If assisted dying is suicide, then the effect of the Falconer Bill is very clear. It will treble suicides amongst the terminally. Extrapolating from the example of Oregon, Dignity in Dying estimate that 1000 people per year will opt for ingesting poison if the Falconer Bill passes. But they estimate that there are currently about 330 suicides by terminally-ill people in Britain. 
Just as problematically, the Falconer Bill would institutionalize exactly what the WHO inveighed against – suicide as a method of coping with personal problems. Surely, its message to those who confront huge difficulties in life, who are depressed about what the future might bring, and who find it difficult to cope, is to take the easy way out. 
Clegg’s plan to reduce suicides to zero will hardly be a success if we encourage a segment of our population to “choose the circumstances of their own deaths”. Perhaps the first step in this ambitious plan to reduce suicides, then, should be to reject the Falconer Bill.

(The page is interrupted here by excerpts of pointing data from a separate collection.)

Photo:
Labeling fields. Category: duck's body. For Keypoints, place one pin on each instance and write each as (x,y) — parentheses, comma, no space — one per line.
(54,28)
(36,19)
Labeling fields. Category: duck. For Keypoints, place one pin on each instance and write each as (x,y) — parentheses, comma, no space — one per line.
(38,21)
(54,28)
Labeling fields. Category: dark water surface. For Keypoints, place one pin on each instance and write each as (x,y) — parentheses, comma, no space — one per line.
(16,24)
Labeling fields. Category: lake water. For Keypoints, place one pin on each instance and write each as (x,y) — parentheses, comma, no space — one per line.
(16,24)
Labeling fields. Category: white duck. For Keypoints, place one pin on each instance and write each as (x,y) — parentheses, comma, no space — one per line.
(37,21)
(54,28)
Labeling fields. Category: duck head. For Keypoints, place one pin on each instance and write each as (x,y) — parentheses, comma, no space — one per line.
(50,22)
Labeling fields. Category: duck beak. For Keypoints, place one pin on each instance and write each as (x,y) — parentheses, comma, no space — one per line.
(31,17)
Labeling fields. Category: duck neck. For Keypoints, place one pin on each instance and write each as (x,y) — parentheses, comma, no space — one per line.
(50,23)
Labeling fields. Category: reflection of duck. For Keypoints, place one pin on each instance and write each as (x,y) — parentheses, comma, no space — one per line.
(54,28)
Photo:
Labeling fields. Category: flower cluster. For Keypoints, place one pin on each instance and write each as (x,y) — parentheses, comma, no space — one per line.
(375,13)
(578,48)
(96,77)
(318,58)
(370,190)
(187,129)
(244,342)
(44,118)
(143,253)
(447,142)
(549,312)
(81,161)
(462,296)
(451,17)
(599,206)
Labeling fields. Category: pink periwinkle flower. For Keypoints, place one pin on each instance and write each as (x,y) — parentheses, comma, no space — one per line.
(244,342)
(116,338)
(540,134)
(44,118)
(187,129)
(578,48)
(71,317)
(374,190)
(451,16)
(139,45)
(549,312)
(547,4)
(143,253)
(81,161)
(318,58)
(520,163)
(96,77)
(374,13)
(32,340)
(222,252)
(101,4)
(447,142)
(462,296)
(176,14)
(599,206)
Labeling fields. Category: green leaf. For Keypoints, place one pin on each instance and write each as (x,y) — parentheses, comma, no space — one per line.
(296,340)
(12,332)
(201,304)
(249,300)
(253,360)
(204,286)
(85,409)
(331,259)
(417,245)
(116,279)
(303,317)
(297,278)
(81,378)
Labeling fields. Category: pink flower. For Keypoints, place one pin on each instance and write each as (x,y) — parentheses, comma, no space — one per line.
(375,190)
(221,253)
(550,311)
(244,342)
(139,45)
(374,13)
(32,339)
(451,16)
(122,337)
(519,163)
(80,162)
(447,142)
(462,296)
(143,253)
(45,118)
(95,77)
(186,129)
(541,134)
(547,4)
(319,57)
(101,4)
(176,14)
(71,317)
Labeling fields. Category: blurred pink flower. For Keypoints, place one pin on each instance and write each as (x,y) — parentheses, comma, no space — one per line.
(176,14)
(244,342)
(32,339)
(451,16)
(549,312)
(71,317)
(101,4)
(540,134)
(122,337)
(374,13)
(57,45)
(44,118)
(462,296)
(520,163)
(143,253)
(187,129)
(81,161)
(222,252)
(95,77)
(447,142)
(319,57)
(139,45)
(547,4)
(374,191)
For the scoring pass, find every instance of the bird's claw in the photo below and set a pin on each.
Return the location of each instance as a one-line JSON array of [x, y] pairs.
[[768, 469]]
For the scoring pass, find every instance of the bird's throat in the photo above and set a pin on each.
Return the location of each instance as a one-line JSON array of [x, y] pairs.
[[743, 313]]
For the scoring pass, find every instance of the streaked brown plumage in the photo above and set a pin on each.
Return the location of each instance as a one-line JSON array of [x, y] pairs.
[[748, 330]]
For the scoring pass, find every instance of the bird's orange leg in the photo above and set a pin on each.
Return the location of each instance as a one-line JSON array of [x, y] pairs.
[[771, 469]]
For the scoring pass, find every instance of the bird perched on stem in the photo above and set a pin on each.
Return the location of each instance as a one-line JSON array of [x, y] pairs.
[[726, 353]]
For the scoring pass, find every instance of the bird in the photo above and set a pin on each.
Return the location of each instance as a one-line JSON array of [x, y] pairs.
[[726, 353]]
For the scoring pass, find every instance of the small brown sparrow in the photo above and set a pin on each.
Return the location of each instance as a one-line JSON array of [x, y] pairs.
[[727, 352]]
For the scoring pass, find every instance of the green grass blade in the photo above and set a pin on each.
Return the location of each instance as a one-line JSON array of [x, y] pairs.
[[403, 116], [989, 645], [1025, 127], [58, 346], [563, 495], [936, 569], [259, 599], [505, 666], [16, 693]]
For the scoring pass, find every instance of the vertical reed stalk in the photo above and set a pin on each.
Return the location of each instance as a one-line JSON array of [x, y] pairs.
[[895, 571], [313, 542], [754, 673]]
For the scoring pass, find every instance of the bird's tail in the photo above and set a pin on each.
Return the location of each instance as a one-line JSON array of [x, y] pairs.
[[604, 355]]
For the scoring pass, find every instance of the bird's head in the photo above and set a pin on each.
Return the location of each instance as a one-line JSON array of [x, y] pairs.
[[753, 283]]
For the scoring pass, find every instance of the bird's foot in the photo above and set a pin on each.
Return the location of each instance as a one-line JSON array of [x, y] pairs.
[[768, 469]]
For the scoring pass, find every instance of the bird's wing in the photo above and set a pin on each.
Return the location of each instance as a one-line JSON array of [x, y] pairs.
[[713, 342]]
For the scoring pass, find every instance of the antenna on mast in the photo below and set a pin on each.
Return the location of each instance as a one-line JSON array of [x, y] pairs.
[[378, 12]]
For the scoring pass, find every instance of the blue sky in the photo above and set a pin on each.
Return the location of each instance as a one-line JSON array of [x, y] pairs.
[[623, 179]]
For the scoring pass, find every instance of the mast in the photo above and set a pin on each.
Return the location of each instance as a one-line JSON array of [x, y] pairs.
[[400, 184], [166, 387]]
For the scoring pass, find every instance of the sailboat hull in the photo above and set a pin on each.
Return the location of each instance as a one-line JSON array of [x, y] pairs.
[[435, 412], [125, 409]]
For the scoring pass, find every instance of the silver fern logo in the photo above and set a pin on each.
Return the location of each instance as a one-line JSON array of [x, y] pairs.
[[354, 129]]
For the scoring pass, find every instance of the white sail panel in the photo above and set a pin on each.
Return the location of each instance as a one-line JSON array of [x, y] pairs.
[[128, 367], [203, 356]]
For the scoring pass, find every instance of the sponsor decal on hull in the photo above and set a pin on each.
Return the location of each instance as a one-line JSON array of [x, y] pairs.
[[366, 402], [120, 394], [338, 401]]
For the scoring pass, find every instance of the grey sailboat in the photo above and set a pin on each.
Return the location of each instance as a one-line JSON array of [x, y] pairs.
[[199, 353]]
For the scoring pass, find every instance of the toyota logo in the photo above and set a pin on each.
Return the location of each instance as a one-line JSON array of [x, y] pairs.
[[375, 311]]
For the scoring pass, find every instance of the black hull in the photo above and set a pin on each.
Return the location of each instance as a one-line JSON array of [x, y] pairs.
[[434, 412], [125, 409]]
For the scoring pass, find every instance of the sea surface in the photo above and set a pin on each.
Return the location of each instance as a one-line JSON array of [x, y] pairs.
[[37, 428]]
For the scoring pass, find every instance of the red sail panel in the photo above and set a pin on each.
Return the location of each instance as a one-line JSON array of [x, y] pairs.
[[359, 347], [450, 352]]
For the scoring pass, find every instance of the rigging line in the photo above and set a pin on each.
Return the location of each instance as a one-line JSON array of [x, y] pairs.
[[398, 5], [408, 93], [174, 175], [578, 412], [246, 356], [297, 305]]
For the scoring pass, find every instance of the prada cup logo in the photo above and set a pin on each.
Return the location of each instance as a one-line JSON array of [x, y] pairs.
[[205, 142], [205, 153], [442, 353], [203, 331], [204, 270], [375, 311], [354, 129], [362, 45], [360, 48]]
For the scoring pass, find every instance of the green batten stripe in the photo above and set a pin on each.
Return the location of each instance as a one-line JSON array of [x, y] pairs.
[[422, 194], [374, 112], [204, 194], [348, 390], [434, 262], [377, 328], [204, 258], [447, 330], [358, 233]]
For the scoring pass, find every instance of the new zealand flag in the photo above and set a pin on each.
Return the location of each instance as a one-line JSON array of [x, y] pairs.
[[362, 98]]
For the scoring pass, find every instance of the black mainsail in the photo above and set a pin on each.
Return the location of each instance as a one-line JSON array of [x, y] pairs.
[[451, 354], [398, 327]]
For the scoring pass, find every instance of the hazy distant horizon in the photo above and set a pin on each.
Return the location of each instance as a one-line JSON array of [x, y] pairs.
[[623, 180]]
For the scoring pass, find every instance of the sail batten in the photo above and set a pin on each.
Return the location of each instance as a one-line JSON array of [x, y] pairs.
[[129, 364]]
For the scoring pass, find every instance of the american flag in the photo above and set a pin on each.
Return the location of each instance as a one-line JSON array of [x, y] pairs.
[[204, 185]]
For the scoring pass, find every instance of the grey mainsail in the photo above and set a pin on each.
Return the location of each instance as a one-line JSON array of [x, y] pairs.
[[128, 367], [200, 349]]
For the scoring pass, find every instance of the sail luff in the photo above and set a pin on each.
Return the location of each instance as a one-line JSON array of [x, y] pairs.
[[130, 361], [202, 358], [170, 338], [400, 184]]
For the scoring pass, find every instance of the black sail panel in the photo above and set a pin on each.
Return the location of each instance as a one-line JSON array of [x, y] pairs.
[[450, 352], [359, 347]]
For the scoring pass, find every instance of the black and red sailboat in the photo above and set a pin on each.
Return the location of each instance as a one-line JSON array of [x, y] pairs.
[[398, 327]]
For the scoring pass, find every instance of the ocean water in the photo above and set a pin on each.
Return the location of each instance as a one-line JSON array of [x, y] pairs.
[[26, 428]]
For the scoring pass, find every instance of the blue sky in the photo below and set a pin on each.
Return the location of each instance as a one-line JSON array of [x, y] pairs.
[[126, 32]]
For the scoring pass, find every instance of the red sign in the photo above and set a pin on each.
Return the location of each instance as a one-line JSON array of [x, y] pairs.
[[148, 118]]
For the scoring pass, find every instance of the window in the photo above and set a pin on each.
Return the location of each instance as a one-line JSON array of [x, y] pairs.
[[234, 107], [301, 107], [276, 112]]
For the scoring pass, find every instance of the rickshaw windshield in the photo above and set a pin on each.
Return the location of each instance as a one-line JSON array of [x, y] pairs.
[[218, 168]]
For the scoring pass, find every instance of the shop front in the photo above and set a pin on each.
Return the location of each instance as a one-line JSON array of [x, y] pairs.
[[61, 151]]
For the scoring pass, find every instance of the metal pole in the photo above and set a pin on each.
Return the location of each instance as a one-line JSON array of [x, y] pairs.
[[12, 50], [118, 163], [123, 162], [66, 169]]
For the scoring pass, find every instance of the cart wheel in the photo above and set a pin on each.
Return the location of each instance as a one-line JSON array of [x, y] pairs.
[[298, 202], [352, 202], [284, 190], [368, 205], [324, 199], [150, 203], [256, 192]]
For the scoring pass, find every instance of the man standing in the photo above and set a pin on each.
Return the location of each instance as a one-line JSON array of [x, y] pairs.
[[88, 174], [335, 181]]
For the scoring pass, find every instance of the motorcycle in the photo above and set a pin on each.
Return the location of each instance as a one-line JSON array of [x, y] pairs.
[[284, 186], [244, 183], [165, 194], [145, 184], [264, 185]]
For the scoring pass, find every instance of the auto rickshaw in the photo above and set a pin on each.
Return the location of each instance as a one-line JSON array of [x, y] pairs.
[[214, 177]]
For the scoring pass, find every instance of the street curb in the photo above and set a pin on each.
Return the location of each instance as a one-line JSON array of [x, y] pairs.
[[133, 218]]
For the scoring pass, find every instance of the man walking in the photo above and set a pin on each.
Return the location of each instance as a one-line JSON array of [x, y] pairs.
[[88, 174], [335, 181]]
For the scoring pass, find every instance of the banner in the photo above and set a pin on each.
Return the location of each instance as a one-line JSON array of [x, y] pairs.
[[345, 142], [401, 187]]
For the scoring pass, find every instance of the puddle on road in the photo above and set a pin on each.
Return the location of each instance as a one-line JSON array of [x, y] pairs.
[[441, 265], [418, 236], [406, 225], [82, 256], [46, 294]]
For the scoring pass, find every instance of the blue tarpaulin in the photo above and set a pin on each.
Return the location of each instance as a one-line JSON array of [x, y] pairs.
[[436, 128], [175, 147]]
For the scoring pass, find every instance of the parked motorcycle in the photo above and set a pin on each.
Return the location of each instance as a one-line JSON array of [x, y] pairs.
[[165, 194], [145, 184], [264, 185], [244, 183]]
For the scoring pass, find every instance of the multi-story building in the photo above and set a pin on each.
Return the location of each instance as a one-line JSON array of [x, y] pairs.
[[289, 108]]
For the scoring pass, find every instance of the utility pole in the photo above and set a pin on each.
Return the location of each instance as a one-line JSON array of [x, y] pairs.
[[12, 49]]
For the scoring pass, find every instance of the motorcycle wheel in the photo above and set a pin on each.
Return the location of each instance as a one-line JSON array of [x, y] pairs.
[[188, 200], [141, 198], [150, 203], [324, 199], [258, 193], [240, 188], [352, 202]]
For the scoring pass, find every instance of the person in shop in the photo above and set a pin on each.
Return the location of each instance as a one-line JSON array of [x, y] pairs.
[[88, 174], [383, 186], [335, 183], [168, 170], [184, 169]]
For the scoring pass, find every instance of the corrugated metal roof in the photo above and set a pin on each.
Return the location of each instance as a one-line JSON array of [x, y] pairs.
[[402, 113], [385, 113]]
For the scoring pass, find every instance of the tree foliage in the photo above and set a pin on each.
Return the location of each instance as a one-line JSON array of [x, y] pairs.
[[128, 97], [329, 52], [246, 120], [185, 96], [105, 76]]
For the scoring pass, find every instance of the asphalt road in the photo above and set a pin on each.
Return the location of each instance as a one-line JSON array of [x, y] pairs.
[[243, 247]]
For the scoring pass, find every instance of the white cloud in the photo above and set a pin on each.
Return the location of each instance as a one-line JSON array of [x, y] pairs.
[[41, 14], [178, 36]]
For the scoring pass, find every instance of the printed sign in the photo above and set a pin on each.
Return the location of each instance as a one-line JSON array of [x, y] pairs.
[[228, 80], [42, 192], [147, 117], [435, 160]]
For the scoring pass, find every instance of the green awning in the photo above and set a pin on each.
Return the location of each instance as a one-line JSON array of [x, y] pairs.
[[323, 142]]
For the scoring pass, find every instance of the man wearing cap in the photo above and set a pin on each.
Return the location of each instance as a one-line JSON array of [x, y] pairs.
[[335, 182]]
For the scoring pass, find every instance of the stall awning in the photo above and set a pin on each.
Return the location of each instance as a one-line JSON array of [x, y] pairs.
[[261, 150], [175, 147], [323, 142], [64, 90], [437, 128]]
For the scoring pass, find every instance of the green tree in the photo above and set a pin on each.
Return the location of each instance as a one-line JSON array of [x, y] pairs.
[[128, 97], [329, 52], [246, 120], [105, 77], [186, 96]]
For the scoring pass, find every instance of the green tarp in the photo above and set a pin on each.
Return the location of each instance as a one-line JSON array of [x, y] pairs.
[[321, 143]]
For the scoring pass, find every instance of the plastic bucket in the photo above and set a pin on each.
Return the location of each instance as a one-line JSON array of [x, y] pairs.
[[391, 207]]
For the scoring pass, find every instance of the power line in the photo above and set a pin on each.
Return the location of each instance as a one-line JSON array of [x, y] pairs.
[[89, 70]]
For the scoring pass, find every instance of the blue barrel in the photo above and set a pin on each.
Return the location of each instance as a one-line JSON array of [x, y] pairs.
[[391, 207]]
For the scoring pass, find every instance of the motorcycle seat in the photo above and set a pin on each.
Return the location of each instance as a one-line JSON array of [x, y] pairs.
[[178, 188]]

Yuill is correct. There is also evidence that legalizing assisted suicide has a suicide contagion effect.

Statistics indicate that the suicide rate in Oregon was decreasing during the 1990's but since 2000 the suicide rate has increased faster than the national average. In 2007 the Oregon suicide rate was 35% above the national average and in 2010 it was 41% above the national average. These statistics indicate that legalizing assisted suicide does not reduce the suicide rate but rather leads to a suicide contagion effect.

Dr Kevin Yuill is Senior Lecturer in American History at the University of Sunderland, and author of Assisted Suicide: The Liberal, Humanist Case Against Legalization, which will be out in paperback on 26 January.